Flexibility

The Clore Learning Centre set up for an early years activity at the Old Royal Naval College, Greenwich © ORNC
The Clore Learning Centre set up for an early years activity at the Old Royal Naval College, Greenwich © ORNC

Colleagues who have developed spaces tell us flexibility is the single most important attribute. The ideal learning space is a fully adaptable, flexible space, fit for multi-purpose, multi-age use.

Multi-functionality is key for mixed-age participants. In the past, learning or education has meant for many, school rooms or classrooms. School visits may be the bread-and-butter education audience for many sites, but schoolchildren do not need classrooms, they have them already in school. Pupils respond to inspiring spaces.Most institutions offer family programmes where the learning space is also used by very young children and their parents.

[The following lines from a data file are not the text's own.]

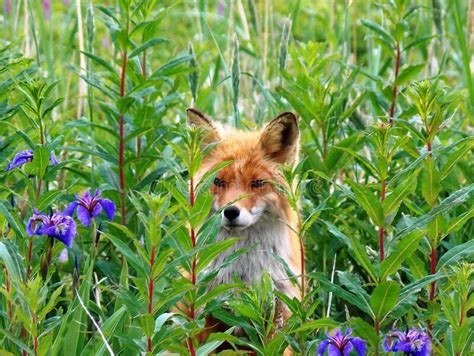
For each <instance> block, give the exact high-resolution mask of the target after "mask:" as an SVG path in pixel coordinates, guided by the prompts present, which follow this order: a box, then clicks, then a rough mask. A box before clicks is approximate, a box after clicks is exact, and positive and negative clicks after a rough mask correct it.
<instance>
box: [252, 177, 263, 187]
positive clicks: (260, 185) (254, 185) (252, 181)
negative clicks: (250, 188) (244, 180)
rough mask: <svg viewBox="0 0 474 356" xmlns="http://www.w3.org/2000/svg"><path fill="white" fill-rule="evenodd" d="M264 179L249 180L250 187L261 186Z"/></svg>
mask: <svg viewBox="0 0 474 356" xmlns="http://www.w3.org/2000/svg"><path fill="white" fill-rule="evenodd" d="M264 185H265V181H264V180H263V179H256V180H253V181H251V182H250V187H251V188H263V186H264Z"/></svg>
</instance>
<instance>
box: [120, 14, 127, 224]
mask: <svg viewBox="0 0 474 356" xmlns="http://www.w3.org/2000/svg"><path fill="white" fill-rule="evenodd" d="M128 27H129V24H128V20H127V33H128ZM126 70H127V48H124V50H123V52H122V68H121V71H120V97H121V98H123V97H124V96H125V81H126ZM119 135H120V143H119V163H118V165H119V167H118V168H119V179H120V210H121V214H122V217H121V223H122V225H125V223H126V213H127V212H126V208H125V175H124V171H123V163H124V145H125V113H123V112H121V113H120V119H119Z"/></svg>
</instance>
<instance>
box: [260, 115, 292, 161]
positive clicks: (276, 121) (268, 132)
mask: <svg viewBox="0 0 474 356" xmlns="http://www.w3.org/2000/svg"><path fill="white" fill-rule="evenodd" d="M260 146H261V148H262V150H263V151H264V152H265V153H266V155H267V156H268V157H269V158H271V159H273V160H274V161H276V162H278V163H281V164H285V163H288V164H294V163H295V162H296V161H297V160H298V149H299V128H298V118H297V117H296V115H295V114H293V113H291V112H284V113H283V114H280V115H278V116H277V117H276V118H275V119H273V120H272V121H270V123H269V124H268V125H267V126H266V127H265V129H264V130H263V132H262V135H261V136H260Z"/></svg>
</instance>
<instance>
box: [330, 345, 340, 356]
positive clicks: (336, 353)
mask: <svg viewBox="0 0 474 356" xmlns="http://www.w3.org/2000/svg"><path fill="white" fill-rule="evenodd" d="M328 356H343V354H342V352H341V351H339V349H338V348H337V347H336V346H334V345H333V344H329V347H328Z"/></svg>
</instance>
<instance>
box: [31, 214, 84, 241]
mask: <svg viewBox="0 0 474 356" xmlns="http://www.w3.org/2000/svg"><path fill="white" fill-rule="evenodd" d="M26 231H27V232H28V235H30V236H33V235H48V236H51V237H54V238H56V239H58V240H59V241H61V242H62V243H64V244H65V245H66V246H67V247H71V246H72V239H73V238H74V237H75V236H76V234H77V230H76V223H75V222H74V219H73V218H72V217H70V216H67V215H65V214H64V213H61V212H60V211H57V212H56V213H54V214H52V215H49V216H48V215H46V214H43V213H40V212H39V211H38V210H36V209H35V210H34V212H33V216H32V217H31V218H30V221H29V222H28V226H27V227H26Z"/></svg>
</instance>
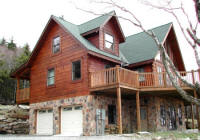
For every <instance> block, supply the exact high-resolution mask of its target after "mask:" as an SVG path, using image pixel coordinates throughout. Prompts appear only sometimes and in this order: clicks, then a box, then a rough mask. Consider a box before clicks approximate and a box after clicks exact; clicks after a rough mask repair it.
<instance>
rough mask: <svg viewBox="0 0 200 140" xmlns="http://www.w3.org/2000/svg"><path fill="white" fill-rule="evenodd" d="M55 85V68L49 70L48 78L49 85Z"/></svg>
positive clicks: (48, 73) (52, 68)
mask: <svg viewBox="0 0 200 140" xmlns="http://www.w3.org/2000/svg"><path fill="white" fill-rule="evenodd" d="M54 83H55V73H54V68H52V69H49V70H48V76H47V85H48V86H51V85H54Z"/></svg>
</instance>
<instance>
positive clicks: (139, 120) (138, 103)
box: [136, 91, 141, 132]
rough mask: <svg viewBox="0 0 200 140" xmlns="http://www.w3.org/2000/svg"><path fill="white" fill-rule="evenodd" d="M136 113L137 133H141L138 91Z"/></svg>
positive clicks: (138, 96) (136, 97) (136, 104)
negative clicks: (136, 117)
mask: <svg viewBox="0 0 200 140" xmlns="http://www.w3.org/2000/svg"><path fill="white" fill-rule="evenodd" d="M136 113H137V131H138V132H139V131H141V121H140V96H139V91H136Z"/></svg>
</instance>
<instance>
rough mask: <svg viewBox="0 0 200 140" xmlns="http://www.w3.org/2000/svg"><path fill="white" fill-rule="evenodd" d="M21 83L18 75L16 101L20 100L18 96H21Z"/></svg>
mask: <svg viewBox="0 0 200 140" xmlns="http://www.w3.org/2000/svg"><path fill="white" fill-rule="evenodd" d="M19 84H20V79H19V77H17V91H16V95H15V98H16V99H15V101H16V102H17V101H18V98H19V86H20V85H19Z"/></svg>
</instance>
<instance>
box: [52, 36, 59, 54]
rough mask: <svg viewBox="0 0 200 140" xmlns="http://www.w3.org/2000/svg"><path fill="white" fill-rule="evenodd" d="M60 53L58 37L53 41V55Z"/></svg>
mask: <svg viewBox="0 0 200 140" xmlns="http://www.w3.org/2000/svg"><path fill="white" fill-rule="evenodd" d="M59 51H60V37H59V36H58V37H55V38H54V39H53V53H57V52H59Z"/></svg>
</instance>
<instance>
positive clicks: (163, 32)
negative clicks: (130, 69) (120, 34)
mask: <svg viewBox="0 0 200 140" xmlns="http://www.w3.org/2000/svg"><path fill="white" fill-rule="evenodd" d="M171 25H172V23H168V24H165V25H162V26H159V27H156V28H153V29H151V30H152V31H153V32H154V34H155V35H156V36H157V37H158V40H159V41H160V42H163V41H164V39H165V37H166V35H167V33H168V31H169V29H170V27H171ZM120 51H121V52H122V53H123V55H124V56H125V58H126V59H127V61H128V62H129V64H134V63H138V62H143V61H146V60H150V59H154V58H155V56H156V54H157V53H158V47H157V46H156V44H155V42H154V41H153V39H152V38H151V37H150V36H148V35H147V34H146V33H145V32H141V33H138V34H134V35H131V36H128V37H126V41H125V42H124V43H121V44H120Z"/></svg>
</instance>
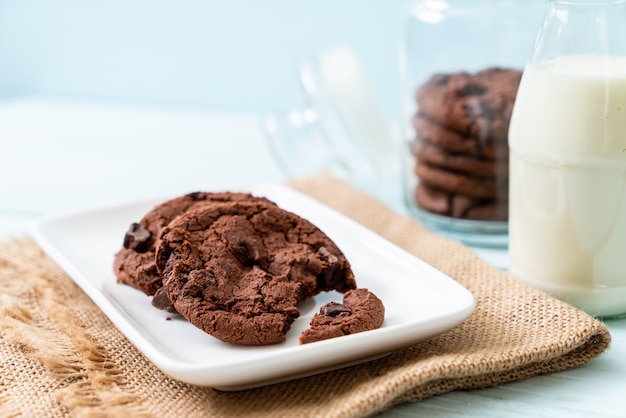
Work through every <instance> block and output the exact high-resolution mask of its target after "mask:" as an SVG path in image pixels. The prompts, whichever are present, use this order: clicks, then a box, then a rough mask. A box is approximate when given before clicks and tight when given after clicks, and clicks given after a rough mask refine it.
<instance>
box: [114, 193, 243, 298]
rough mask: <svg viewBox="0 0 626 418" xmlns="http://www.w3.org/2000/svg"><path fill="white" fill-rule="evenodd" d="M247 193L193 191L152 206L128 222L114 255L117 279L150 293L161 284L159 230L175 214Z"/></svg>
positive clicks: (114, 262) (173, 217) (155, 289)
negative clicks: (125, 231)
mask: <svg viewBox="0 0 626 418" xmlns="http://www.w3.org/2000/svg"><path fill="white" fill-rule="evenodd" d="M250 197H251V196H250V195H249V194H247V193H232V192H224V193H209V192H195V193H189V194H186V195H183V196H179V197H177V198H175V199H171V200H169V201H167V202H164V203H162V204H160V205H157V206H155V207H154V208H153V209H152V210H151V211H150V212H148V213H147V214H146V215H145V216H144V217H143V218H142V219H141V220H140V221H139V222H135V223H132V224H131V225H130V227H129V229H128V231H127V232H126V234H125V236H124V239H123V245H122V248H121V249H120V251H119V252H118V253H117V254H116V255H115V259H114V262H113V270H114V272H115V275H116V277H117V280H118V282H120V283H125V284H128V285H130V286H132V287H134V288H137V289H139V290H141V291H142V292H144V293H145V294H146V295H148V296H152V295H154V294H156V293H157V291H158V290H159V289H160V288H161V287H162V280H161V275H160V274H159V273H158V271H157V268H156V264H155V261H154V255H155V250H156V245H157V244H158V242H159V234H160V232H161V230H162V229H163V228H164V227H165V226H166V225H167V224H168V223H170V222H171V221H172V220H173V219H174V218H175V217H177V216H178V215H180V214H182V213H184V212H185V211H187V210H188V209H190V208H193V207H195V206H197V205H201V204H204V203H206V202H228V201H233V200H246V199H248V198H250Z"/></svg>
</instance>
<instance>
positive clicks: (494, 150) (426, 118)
mask: <svg viewBox="0 0 626 418" xmlns="http://www.w3.org/2000/svg"><path fill="white" fill-rule="evenodd" d="M413 128H414V129H415V133H416V137H417V140H418V141H423V142H429V143H433V144H436V145H437V146H438V147H440V148H442V149H444V150H445V151H446V152H449V153H453V154H465V155H468V156H472V157H477V158H485V159H488V160H495V161H508V158H509V146H508V144H507V141H506V140H505V139H502V140H493V139H487V138H483V139H479V138H472V137H467V136H463V135H461V134H459V133H458V132H455V131H453V130H450V129H446V128H445V127H443V126H441V125H439V124H437V123H436V122H434V121H432V120H430V119H428V118H427V117H426V116H424V115H422V114H420V113H418V114H416V115H415V117H414V118H413Z"/></svg>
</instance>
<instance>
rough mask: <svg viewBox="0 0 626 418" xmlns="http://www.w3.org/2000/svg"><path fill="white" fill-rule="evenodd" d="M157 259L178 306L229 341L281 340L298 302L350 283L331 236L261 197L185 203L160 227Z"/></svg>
mask: <svg viewBox="0 0 626 418" xmlns="http://www.w3.org/2000/svg"><path fill="white" fill-rule="evenodd" d="M156 262H157V267H158V269H159V272H160V273H161V275H162V276H163V285H164V289H165V291H166V292H167V295H168V297H169V299H170V300H171V301H172V303H173V304H174V307H175V308H176V310H177V311H178V312H179V313H180V314H181V315H183V316H184V317H185V318H186V319H187V320H188V321H189V322H191V323H192V324H193V325H195V326H196V327H198V328H200V329H202V330H203V331H205V332H207V333H208V334H211V335H213V336H214V337H216V338H218V339H220V340H222V341H225V342H230V343H235V344H246V345H264V344H275V343H280V342H283V341H285V334H286V332H287V331H288V330H289V328H290V326H291V324H292V323H293V321H294V320H295V318H296V317H298V316H299V315H300V312H299V311H298V309H297V305H298V304H299V303H300V302H302V301H304V300H306V299H308V298H310V297H312V296H314V295H315V294H318V293H320V292H322V291H330V290H337V291H339V292H346V291H348V290H350V289H353V288H355V287H356V283H355V281H354V276H353V273H352V270H351V268H350V264H349V263H348V261H347V260H346V258H345V256H344V255H343V253H342V252H341V251H340V250H339V248H337V246H336V245H335V244H334V243H333V242H332V241H331V240H330V238H328V237H327V236H326V235H325V234H324V233H323V232H322V231H320V230H319V229H318V228H317V227H315V226H314V225H313V224H311V223H310V222H309V221H307V220H305V219H303V218H301V217H299V216H297V215H295V214H293V213H291V212H288V211H285V210H283V209H280V208H279V207H278V206H276V205H275V204H272V203H271V202H268V201H267V200H265V199H257V198H250V199H248V200H246V201H233V202H220V203H211V204H206V205H202V206H199V207H197V208H194V209H191V210H189V211H187V212H186V213H185V214H183V215H181V216H179V217H177V218H176V219H175V220H173V221H172V222H171V223H170V224H169V225H168V226H167V227H165V228H164V229H163V232H162V234H161V242H160V243H159V245H158V248H157V253H156Z"/></svg>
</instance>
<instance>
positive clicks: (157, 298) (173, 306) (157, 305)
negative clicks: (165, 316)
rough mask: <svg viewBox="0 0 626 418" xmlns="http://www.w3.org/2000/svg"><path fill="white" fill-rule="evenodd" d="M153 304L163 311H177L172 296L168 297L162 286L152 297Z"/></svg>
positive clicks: (173, 311) (154, 306)
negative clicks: (153, 296)
mask: <svg viewBox="0 0 626 418" xmlns="http://www.w3.org/2000/svg"><path fill="white" fill-rule="evenodd" d="M152 306H154V307H155V308H157V309H160V310H162V311H166V312H170V313H177V312H176V308H174V304H173V303H172V301H171V300H170V298H169V297H167V293H165V289H163V288H162V287H160V288H159V290H157V291H156V293H155V294H154V297H153V298H152Z"/></svg>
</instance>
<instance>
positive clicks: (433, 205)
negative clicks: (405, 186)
mask: <svg viewBox="0 0 626 418" xmlns="http://www.w3.org/2000/svg"><path fill="white" fill-rule="evenodd" d="M414 199H415V203H416V204H417V205H418V206H419V207H420V208H422V209H424V210H427V211H429V212H433V213H436V214H439V215H443V216H451V217H454V218H460V219H471V220H476V221H506V219H507V218H508V210H509V205H508V198H506V197H503V198H502V199H478V198H474V197H471V196H467V195H463V194H458V193H456V194H454V193H450V192H445V191H442V190H439V189H436V188H433V187H431V186H429V185H428V184H426V183H425V182H423V181H420V182H419V183H418V184H417V186H416V187H415V193H414Z"/></svg>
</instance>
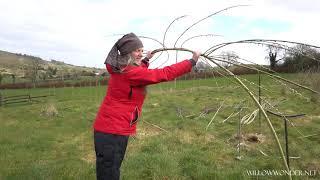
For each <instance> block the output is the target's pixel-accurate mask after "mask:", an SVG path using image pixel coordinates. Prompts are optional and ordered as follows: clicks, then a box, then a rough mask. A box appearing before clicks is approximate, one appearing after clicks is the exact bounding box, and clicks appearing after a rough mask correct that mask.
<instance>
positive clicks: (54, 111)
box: [41, 103, 58, 117]
mask: <svg viewBox="0 0 320 180" xmlns="http://www.w3.org/2000/svg"><path fill="white" fill-rule="evenodd" d="M41 115H42V116H45V117H56V116H58V110H57V108H56V106H55V105H54V104H52V103H49V104H46V105H44V106H43V107H42V108H41Z"/></svg>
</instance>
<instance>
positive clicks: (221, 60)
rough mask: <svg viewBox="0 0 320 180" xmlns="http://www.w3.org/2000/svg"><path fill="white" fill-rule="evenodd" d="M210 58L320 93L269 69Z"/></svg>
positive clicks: (306, 86) (314, 91)
mask: <svg viewBox="0 0 320 180" xmlns="http://www.w3.org/2000/svg"><path fill="white" fill-rule="evenodd" d="M208 58H210V59H215V60H216V61H220V62H227V63H230V64H232V65H235V66H239V67H243V68H247V69H251V70H255V71H259V72H261V73H264V74H267V75H269V76H271V77H274V78H276V79H280V80H282V81H285V82H287V83H290V84H293V85H296V86H298V87H301V88H303V89H306V90H309V91H311V92H313V93H316V94H320V92H318V91H316V90H313V89H311V88H309V87H307V86H303V85H301V84H298V83H296V82H293V81H290V80H288V79H285V78H283V77H281V76H278V75H274V74H272V73H269V72H267V71H263V70H260V69H257V68H254V67H250V66H245V65H241V64H237V63H233V62H230V61H226V60H223V59H219V58H215V57H211V56H208Z"/></svg>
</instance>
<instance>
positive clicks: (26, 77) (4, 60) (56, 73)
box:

Learning spaces need to be attractive to adolescents, individual adults and community groups. Increasingly, they need to accommodate programmes that enhance the lives of a growing elderly population. The learning space needs be sophisticated enough to attract all ages, without an adult feeling that they have come to a child’s classroom for their course, event demonstration or workshop.

Successful learning spaces do not replicate seminar rooms, ICT labs or an exhibition extension area. Similarly, learning spaces in pristine contemporary form resembling an unlived-in kitchen showroom are not conducive to creative learning. Multi-purpose learning spaces are not carpeted. Learning spaces are not lunchrooms or coat and bag cloakrooms.

The ideal learning space is a fully adaptable, flexible space, fit for multi-purpose, multi-age use. A good learning space should work for all.